Easy to Use plus Uncompromised Availability and Scalability

  MySQL Cluster 7.3 GA builds upon a series of Development Milestone Releases that have enabled users to preview, test and provide feedback during the development process. The latest enhancements include:
  NoSQL JavaScript Connector for node.js: Simplifies development re-using JavaScript from the client to the server, all the way through to the database. Provides node.js with a native, asynchronous JavaScript interface that can be used to both query and receive result sets directly from MySQL Cluster, without transformations to SQL, ensuring low latency for simple queries. The JavaScript Connector for node.js joins a growing portfolio of NoSQL interfaces for MySQL Cluster, which already includes Memcached, Java, JPA and HTTP/REST, enabling NoSQL and SQL access to the same data set.
  Foreign Key support: Simplifies application logic and strengthens data models by automatically enforcing referential integrity between different tables located on different shards, different nodes, or in different data centers. Combines advanced RDBMS features with a highly scalable, real-time distributed database that enforces Foreign Keys across a shared-nothing cluster, while maintaining ACID guarantees and the ability to run cross-shard JOINs to support both high volume OLTP and real-time analytics. Foreign Keys are enforced across applications using both SQL and NoSQL connectors into the Cluster. Modelled on the InnoDB implementation of Foreign Keys, developers can re-use existing MySQL skills.
  MySQL Cluster Auto-Installer: Enables DevOps teams to graphically configure and provision a production-grade cluster in minutes, automatically tuned for their workload and environment, directly from their browser.
  Integration with MySQL Server 5.6: The SQL layer is now based on the latest MySQL 5.6 GA release, enabling DevOps teams to take advantage of the enhanced query throughput and replication robustness of the release. Developers can combine the InnoDB and MySQL Cluster storage engines side by side within a single application using the latest MySQL 5.6 release.
  Connection Thread Scalability: Delivers 1.5x to 7.5x higher throughput per connection to the MySQL Custer data nodes, increasing the overall capacity and scalability of the cluster. The improvement is achieved by splitting mutexes within internal connection APIs.

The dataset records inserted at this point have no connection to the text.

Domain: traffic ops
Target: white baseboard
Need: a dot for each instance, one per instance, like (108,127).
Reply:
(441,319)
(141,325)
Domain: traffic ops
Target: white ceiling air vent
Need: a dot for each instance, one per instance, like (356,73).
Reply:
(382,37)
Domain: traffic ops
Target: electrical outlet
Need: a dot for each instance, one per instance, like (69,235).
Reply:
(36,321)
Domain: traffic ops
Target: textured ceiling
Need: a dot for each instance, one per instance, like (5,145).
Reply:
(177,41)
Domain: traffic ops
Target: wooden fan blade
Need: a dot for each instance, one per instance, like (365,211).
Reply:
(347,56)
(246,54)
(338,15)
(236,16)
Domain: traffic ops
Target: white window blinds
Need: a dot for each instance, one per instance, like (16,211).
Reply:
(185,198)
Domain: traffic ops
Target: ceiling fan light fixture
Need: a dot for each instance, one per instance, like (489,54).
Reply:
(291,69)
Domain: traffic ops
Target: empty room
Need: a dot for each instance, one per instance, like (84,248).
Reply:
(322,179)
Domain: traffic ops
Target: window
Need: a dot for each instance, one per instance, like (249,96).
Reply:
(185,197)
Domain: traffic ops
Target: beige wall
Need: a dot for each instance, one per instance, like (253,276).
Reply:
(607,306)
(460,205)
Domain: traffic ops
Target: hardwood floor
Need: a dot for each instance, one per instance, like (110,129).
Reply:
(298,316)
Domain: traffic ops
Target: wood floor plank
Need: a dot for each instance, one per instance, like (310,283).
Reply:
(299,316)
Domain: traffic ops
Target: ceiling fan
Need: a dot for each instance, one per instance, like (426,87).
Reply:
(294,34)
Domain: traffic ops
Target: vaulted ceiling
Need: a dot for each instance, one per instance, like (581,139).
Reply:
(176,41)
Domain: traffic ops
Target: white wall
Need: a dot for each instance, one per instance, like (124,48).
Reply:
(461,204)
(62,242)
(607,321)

It is completely transparent to applications, which will benefit from higher throughput by simply upgrading to MySQL Cluster 7.3, which itself is an on-line operation.

Supporting Quotes

  “The latest MySQL Cluster 7.3 GA release blends the agility, performance and scale demanded by Web, mobile and emerging application workloads, with the data integrity and high availability only offered by RDBMS platforms,” said Tomas Ulin, vice president, MySQL Engineering. “It is a winning combination, reflecting the priorities of our largest developers and users.”
  “A key driver for our original selection of MySQL Cluster for our real-time Web recommendations platform was the ability to service not just today’s workloads, but also meet our future needs,” said Sean Chighizola, senior director of Database Administration, Big Fish. “MySQL Cluster 7.3 looks an exciting upgrade – we are evaluating its new features with a view to extending MySQL Cluster to more of our services.”